Some of my critics will love to point out that I don’t have a “real job” and that I’m only able to stay alive because I am “leeching” off the taxpayers of my country. To which I respond, “Let’s see you fight through a mental illness for twenty years that no one can understand and some even deny exists and then you tell me how much of a leech and a cancer on society I am.” I have had people who I previously thought were my friends tell me I’m “wasting my life” not working some minimum wage drudgery because it’s the “useful”, “honorable”, and “manly” thing to do. I have had former friends tell me my blogging about mental illness is “a waste of time.” Needless to say such short sighted jerks I no longer keep in contact with.
Who gets to define what is honorable and useful to begin with? I don’t remember getting to vote on such ideas. By what right do now former friends get to tell me I am wasting my life and time blogging about living with a mental illness? I can illustrate what living with a mental illness is like. Many who are mentally ill are unable to articulate what living with it is like. It’s a lonely existence. It’s a turbulent existence. It is a horrible feeling knowing I will never be able to attempt to achieve my dreams. It is terrible knowing I will never have a family. It sucks knowing that through no fault of my own I’m always going to be on the fringes of society. And it scares me that I’m always going to be in poor health and probably die at a younger age than most people. The public at large needs to know what life is like for the forgotten mentally ill people. Many mentally ill people rotate in and out of jail because they aren’t getting the kind of treatment they need. Many mentally ill people are homeless and not by choice. Some, like myself, have to live on the outside of society looking in because we are not accepted by society as a whole. It can be a very dreary and dark existence. I don’t wish the ups and downs of mental illness on anyone, not even my worst enemies.
Why is paid drudge work considered honorable yet unpaid volunteer work, such as what I do with this blog, isn’t? Why do I have to work as a janitor or a convenience store clerk to “earn my keep?” As easily as we can grow food, build shelters, and harvest energy anymore, we don’t necessarily need what economists call ‘full employment.’ We don’t need several layers of bureaucracy or managers of managers or ‘inspectors of inspectors’ as Buckminister Fuller put it many years ago.
We don’t have 90 percent of our workforce on farms or factories like we did during the Industrial Revolution because we have machines and scientific processes that can grow crops and make goods far better than we could in bygone years. I am convinced that holding on the antiquated and obsolete idea that everyone has to have a job is actually hurting us as a society and holding us back as a species. Besides, when I was working I heard my coworkers and bosses complain and whine about how much they hated their jobs. It seems to me that everyone enjoys complaining about how much they hate their jobs. Hating your job, it seems to me, is more American than apple pie, the Stars and Stripes, or baseball. I never understood why normal people took pride in their misery and anger. That doesn’t seem mentally balanced at all to me.
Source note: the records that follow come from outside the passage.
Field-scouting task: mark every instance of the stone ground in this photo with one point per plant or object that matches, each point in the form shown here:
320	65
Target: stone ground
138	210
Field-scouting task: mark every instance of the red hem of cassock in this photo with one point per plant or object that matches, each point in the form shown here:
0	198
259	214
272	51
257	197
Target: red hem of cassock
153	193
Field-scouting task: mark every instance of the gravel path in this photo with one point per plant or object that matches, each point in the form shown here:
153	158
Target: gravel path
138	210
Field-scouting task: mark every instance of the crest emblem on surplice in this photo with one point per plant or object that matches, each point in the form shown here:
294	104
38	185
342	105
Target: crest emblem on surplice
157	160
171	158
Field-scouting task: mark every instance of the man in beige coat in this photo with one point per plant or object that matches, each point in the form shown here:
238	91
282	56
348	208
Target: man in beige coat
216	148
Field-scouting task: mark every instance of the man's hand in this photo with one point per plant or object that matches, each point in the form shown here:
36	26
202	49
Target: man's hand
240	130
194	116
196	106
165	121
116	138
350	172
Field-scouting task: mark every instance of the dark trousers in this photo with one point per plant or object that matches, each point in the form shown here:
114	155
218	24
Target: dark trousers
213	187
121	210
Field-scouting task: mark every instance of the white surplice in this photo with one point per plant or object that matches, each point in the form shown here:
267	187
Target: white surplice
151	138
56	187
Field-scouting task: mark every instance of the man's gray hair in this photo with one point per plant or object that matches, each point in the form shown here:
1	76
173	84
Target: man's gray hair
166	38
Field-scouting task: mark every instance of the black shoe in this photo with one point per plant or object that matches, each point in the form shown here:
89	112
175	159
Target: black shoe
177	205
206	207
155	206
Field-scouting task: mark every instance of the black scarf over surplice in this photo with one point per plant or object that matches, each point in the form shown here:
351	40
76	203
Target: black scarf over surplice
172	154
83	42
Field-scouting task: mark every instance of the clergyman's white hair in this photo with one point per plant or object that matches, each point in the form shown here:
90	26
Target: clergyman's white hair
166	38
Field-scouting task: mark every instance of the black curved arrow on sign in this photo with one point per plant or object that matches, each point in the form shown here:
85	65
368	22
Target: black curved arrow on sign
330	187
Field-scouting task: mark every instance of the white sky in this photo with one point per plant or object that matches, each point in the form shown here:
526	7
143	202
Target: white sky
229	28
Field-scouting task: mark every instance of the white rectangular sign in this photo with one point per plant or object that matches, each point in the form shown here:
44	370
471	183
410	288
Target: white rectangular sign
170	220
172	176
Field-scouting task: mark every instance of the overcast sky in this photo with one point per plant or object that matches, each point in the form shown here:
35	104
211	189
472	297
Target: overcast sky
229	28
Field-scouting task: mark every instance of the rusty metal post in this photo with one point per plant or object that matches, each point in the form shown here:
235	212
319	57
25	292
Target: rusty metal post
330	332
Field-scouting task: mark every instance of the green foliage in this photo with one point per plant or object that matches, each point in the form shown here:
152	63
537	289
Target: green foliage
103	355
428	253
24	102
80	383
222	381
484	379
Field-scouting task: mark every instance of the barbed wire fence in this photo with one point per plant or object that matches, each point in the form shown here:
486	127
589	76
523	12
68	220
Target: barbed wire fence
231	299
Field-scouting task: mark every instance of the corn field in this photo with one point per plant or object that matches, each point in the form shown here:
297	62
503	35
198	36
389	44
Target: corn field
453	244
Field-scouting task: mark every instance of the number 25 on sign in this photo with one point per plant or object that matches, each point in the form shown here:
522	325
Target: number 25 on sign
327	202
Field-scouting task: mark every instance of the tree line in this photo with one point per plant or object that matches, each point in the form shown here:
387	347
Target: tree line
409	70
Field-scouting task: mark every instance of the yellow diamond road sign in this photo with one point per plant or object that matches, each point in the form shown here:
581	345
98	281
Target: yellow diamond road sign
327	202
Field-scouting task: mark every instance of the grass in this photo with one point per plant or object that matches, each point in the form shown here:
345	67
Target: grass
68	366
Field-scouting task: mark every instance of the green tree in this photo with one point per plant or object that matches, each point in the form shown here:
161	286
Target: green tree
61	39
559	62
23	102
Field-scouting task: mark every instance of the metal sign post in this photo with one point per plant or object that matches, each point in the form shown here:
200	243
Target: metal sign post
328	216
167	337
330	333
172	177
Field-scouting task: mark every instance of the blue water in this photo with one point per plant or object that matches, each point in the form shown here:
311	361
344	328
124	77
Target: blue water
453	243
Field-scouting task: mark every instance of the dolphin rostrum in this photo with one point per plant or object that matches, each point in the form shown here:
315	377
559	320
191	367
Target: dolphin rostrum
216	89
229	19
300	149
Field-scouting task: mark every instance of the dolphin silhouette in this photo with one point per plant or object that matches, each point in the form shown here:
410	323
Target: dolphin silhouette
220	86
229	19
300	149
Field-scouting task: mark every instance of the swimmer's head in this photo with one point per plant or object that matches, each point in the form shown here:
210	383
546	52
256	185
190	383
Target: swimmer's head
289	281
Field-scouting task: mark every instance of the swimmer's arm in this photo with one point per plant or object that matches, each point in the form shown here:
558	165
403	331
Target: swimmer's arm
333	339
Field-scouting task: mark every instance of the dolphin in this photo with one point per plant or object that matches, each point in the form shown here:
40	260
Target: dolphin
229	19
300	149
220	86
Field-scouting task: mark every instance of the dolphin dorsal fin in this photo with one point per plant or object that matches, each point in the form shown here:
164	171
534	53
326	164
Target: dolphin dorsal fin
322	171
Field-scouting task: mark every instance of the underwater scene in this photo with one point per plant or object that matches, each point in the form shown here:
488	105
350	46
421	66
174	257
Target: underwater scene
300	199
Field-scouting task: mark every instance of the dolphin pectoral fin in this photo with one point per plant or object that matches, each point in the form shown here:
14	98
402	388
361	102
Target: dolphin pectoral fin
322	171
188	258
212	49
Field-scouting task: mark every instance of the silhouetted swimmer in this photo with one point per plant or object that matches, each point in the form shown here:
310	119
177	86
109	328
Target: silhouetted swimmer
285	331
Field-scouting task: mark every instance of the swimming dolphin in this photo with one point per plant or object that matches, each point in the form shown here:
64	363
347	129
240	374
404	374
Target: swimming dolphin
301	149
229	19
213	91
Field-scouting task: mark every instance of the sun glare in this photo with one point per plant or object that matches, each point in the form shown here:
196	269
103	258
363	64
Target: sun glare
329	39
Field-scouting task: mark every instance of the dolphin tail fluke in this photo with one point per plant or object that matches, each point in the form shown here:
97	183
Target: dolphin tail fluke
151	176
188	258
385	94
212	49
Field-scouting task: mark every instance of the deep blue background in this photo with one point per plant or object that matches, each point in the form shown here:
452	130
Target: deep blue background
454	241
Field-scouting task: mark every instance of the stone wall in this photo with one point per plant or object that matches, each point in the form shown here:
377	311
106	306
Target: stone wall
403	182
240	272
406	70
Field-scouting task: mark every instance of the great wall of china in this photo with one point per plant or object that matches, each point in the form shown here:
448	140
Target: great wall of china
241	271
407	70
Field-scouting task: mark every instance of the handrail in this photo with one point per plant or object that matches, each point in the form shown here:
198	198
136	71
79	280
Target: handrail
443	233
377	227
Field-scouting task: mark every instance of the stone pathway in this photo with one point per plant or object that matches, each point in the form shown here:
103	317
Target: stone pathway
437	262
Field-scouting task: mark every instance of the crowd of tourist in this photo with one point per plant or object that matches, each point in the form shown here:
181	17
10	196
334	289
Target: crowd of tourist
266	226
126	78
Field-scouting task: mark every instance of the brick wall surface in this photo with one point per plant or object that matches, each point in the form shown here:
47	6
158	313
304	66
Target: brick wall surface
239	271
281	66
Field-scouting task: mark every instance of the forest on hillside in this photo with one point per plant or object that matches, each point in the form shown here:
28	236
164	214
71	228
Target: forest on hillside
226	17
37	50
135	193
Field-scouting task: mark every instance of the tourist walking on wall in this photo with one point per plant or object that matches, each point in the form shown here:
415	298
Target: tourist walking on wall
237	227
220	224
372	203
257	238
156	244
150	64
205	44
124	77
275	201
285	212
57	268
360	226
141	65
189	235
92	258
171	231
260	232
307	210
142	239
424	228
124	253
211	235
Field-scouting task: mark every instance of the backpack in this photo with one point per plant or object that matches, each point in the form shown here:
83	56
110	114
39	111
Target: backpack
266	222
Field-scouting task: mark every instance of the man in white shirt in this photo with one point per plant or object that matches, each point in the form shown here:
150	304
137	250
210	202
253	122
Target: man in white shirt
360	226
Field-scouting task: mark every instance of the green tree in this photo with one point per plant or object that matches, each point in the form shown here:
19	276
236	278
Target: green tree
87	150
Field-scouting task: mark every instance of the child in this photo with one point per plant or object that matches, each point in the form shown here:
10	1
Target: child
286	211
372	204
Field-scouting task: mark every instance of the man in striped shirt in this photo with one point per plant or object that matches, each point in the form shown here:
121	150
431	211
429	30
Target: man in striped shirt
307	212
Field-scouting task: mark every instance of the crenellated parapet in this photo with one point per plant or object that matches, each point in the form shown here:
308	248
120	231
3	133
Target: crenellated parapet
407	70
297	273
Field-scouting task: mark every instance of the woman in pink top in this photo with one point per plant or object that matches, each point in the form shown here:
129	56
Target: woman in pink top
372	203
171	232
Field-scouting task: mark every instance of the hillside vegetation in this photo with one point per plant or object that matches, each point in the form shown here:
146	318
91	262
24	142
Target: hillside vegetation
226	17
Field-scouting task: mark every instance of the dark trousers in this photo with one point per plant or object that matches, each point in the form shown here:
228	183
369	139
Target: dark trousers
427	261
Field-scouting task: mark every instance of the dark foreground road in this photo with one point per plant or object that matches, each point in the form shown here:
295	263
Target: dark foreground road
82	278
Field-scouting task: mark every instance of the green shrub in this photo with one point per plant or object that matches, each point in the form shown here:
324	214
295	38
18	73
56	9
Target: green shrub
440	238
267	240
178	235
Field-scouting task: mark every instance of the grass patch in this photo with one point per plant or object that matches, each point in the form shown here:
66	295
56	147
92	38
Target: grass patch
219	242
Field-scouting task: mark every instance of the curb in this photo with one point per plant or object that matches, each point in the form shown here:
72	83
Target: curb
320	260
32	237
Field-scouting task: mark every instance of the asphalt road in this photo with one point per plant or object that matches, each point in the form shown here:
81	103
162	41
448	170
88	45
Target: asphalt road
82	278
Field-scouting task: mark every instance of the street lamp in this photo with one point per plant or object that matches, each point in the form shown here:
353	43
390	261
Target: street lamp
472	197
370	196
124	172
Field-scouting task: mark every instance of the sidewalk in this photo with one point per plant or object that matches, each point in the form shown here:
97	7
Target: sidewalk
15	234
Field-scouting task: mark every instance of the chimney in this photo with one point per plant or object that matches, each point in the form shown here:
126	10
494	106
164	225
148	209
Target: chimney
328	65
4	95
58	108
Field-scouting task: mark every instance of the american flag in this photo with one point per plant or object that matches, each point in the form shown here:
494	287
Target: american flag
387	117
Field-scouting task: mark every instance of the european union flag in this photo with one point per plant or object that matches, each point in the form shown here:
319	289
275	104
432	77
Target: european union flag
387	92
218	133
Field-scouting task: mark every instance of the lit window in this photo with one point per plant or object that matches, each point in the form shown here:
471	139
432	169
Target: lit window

If there is a point to this post, it’s that maybe we as developed nations should seriously consider letting machines and automation take over as much drudgery work as possible, tax the workings of said machines and automations, and just give people a regular stipend just for being citizens of a post industrial nation. Pretty much just free people up from the idea of having to have a repetitive and boring job just to eat and pay rent. These boring and repetitive jobs should have been outsourced to machines and automations a long time ago. And they will be assigned to the machines eventually. No politician can prevent the automation revolution that is already underway.
How many kids grow up dreaming of being convenience store clerks, working at Wal Mart, or working on an assembly line? No, kids grow up dreaming of being things like astronauts, artists, scientists, explorers, performers, etc. It’s when we start telling these kids they need to ‘quit dreaming’ or ‘get a real job’ that they stop striving for the stars and quit fulfilling their potential. And I think that telling these kids to kill their dreams to do something just for the money is immoral and monstrous.
In closing, the next time you hear some supposedly wise grown up tell a kid or young adult that they need to get a real job or work for money, just remember that the most important job in the world doesn’t pay a dime of money to any of it’s workers. That job is, of course, parenthood.
You have to be very brave in this world to follow your dreams. My youngest son is doing that, and he thinks about work like you do. I often wonder how beautiful this world would be if we all just followed our dreams and use our talents. I believe we’ve all gotten this work/life thing very confused. Excellent post, as always.
Appreciate your post.
Reblogged this on and commented:
Truth.
Hi. This is a great post. I have been suffering the nightmare that is schizophrenia for tweleve years now, and people who don’t get how dehibilitating it is are idiots. Anyone who makes you feel bad for not working is an idiot- simple as. I volunteers, and take great pride in it.. as I should do. I agree with you, that the mundane jobs should be automated and people should be given a living wage, it would allow us, as a specicies, to develop further. ANYWAY, I have just hit 100 followers, and you are one of those, so i just wanted to message and say a BIG THANK YOU. Your support really means a lot. I’m currently writing a book on, how I recovered from severe mental illness, and am still trying to build an internet presence- so any advice or tips would be gratefully received. Take care, and thanks again.